Fiennes sat as MP for Banbury in the Long Parliament where he became a prominent opposition leader, closely associated with John Pym. He played a leading role in exposing the "Army Plot" of 1641 and was an outspoken critic of Episcopacy. On the outbreak of civil war in 1642, Fiennes, his father and brother John Fiennes attempted unsuccessfully to prevent Spencer Compton, the Royalist Earl of Northampton, from seizing Lord Brooke's cannon at Banbury, but he joined Brooke and John Hampden in the force that relieved Northampton's subsequent siege of Warwick Castle.
Commissioned a colonel in the Earl of Essex's army, Fiennes fought at Powick Bridge and Edgehill. The following year, Essex appointed him governor of Bristol. Fiennes complained that he didn't have enough men or supplies for Bristol's defence; he was obliged to surrender the city when Prince Rupert stormed it in July 1643. Accused by his political enemies of cowardice and treachery, Fiennes was tried by court martial and sentenced to death. The Earl of Essex intervened to revoke the sentence, but Fiennes' reputation was ruined. He left England for two years in disgrace.

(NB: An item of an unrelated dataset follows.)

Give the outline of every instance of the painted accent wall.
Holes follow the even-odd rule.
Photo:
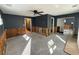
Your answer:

When Prince Rupert surrendered Bristol to Fairfax in 1645, in similar circumstances to Fiennes' surrender in 1643, the Commons voted to restore him to his seat in Parliament. He became a stalwart of the "Middle Group" associated with Oliver St John that tried to find a middle way between the Independents and the Presbyterians. Fiennes supported the Army Grandees in trying to negotiate a settlement with the King and lost patience when Charles escaped to the Isle of Wight in November 1647. However, Fiennes opposed the radical position adopted by Army leaders after the Second Civil War and supported the King's final answer to the Treaty of Newport in 1648, for which he was excluded from the House of Commons in Pride's Purge.
Fiennes remained aloof from public life during the Commonwealth (1649-53) but supported the establishment of Cromwell's Protectorate. He was elected MP for Oxford in the First and Second Protectorate Parliaments. In 1654, he was appointed to the Council of State and was a Commissioner of the Great Seal in 1655. Fiennes was a leading member of the faction that offered the Crown to Oliver Cromwell. After Cromwell's refusal, Fiennes accepted a seat in the new Upper House, even though his father Lord Saye-and-Sele refused to recognise it. Fiennes supported Richard Cromwell as Oliver's successor and was driven from office with the collapse of the Protectorate in 1659, after which he retired into private life.